Avec pour objectif déclaré de lutter "contre la finance qui corrompt" et de sanctionner plus sévèrement les "dévoiements qui menacent notre modèle économique et social", le législateur français vient de valider les bases d'une politique beaucoup plus ambitieuse dans ce domaine, même si certaines dispositions ont été allégées par rapport au projet initial. En voici les principes fondamentaux :
  • Statut et protection du lanceur d'alerte
    La définition juridique du lanceur d'alerte est maintenant validée et son périmètre d'action précisé comme suit : "une personne qui révèle (...) dans l'intérêt général et de bonne foi (...) un crime ou un délit, ou des manquements graves à la loi (...) ou (...) des risques (...) graves pour l'environnement, la santé ou la sécurité publique".

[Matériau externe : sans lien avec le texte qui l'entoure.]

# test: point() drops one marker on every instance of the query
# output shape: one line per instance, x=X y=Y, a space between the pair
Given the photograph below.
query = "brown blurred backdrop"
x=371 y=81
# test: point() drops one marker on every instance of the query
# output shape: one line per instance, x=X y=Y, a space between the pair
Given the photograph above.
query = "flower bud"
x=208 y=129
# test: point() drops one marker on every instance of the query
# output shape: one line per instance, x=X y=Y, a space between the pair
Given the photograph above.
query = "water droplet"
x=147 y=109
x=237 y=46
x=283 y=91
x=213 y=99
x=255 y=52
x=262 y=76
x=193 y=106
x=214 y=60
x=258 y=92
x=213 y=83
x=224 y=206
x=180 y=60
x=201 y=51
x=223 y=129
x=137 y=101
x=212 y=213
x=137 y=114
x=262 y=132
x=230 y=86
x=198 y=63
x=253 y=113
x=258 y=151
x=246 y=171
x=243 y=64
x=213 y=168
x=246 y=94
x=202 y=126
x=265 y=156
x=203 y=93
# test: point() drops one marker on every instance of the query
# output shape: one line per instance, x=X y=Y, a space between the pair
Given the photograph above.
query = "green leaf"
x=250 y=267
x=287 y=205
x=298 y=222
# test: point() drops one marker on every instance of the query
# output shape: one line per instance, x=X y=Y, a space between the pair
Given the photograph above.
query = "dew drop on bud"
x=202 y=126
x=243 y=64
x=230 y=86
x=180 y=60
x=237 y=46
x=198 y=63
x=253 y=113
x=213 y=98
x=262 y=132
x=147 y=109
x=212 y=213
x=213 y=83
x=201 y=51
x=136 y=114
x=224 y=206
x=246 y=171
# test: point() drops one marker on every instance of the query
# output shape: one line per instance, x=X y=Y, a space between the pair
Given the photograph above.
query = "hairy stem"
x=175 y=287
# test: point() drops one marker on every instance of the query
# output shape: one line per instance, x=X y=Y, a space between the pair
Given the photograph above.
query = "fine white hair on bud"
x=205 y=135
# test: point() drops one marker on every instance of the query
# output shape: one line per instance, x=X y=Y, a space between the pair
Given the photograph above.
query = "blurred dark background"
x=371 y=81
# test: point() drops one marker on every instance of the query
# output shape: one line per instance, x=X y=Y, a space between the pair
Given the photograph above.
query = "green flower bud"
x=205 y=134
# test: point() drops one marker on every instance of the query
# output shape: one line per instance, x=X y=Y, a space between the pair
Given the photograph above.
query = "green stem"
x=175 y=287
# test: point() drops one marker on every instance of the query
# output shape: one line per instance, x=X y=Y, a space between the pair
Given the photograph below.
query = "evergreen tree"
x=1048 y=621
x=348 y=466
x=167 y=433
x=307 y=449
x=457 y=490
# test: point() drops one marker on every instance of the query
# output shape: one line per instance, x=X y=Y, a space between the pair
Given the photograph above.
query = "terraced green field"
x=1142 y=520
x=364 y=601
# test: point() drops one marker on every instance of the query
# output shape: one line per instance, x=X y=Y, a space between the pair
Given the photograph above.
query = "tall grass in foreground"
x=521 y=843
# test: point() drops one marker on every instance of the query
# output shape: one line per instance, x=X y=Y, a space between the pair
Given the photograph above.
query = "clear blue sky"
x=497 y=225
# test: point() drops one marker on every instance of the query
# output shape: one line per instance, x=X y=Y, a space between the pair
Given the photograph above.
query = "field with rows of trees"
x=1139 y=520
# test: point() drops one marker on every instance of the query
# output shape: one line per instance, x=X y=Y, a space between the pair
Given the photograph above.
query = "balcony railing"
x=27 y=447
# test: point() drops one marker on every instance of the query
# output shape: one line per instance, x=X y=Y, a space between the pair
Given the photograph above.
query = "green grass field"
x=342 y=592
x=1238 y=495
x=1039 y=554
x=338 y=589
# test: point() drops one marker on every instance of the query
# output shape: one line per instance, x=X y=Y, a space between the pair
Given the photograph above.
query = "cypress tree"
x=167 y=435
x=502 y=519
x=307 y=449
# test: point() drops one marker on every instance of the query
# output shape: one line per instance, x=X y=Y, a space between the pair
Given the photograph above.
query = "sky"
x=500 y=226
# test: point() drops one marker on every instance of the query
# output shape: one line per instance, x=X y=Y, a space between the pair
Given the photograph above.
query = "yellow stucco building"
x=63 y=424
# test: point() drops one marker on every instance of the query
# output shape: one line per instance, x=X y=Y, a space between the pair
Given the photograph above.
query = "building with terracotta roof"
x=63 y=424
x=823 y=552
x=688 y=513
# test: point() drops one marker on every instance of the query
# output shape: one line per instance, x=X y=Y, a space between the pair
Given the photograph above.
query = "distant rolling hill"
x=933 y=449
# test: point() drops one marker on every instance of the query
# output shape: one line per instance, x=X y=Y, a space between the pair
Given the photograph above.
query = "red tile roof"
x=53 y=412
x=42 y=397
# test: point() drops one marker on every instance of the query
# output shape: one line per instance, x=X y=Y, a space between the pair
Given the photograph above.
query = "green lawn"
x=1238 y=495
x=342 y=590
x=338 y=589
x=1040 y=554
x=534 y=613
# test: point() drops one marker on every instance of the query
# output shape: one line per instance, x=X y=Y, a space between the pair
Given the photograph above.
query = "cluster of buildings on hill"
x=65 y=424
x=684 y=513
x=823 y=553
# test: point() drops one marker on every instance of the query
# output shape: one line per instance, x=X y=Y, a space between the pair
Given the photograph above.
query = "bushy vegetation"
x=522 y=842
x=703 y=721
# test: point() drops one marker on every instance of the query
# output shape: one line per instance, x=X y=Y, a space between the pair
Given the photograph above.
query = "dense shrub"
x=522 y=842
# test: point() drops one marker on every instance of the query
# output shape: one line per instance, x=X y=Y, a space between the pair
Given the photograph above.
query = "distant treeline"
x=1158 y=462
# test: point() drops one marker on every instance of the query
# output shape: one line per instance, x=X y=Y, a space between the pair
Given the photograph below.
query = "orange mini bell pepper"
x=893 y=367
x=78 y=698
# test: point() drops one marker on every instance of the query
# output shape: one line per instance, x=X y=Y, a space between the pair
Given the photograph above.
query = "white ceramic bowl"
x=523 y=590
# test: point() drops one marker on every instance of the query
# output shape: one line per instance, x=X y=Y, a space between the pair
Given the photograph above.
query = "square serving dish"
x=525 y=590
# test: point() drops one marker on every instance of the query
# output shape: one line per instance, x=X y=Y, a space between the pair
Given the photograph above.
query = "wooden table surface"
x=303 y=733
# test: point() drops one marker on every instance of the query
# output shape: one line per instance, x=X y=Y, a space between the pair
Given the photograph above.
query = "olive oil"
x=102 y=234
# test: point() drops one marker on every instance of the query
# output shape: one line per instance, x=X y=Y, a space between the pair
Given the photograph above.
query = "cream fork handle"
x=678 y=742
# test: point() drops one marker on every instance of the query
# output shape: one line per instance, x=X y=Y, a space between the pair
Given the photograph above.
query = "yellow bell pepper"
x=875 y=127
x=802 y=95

    Il sera placé sous la protection du Défenseur des Droits qui sera doté de plus de moyens, notamment pour contribuer aux avances de frais de justice des dénonciateurs victimes de discrimination au travail et à d'éventuels dédommagements pour préjudices subis.
    Toutefois, à la demande du Gouvernement, sont nommément exclues du champ d'application les dénonciations portant atteinte au secret défense, au secret médical ou encore au secret entre l'avocat et son client.

    Les entreprises de plus de 50 salariés devront mettre en place des "procédures internes appropriées" pour recueillir les alertes émises par les salariés en garantissant la confidentialité de la procédure et l'absence de mesure de représailles. Le texte prévoit un délit d'entrave à l'alerte, puni au minimum d'1 an d'emprisonnement et de 15000 € d'amende.
    Par ailleurs, le lanceur d'alerte pourra saisir les Prud'hommes (privé) ou le Tribunal Administratif (public) pour obtenir sa réintégration ou le maintien de sa rémunération.
    Enfin, un amendement a été voté pour permettre à des associations de se substituer au lanceur d'alerte auprès de l'Agence Française Anti-corruption.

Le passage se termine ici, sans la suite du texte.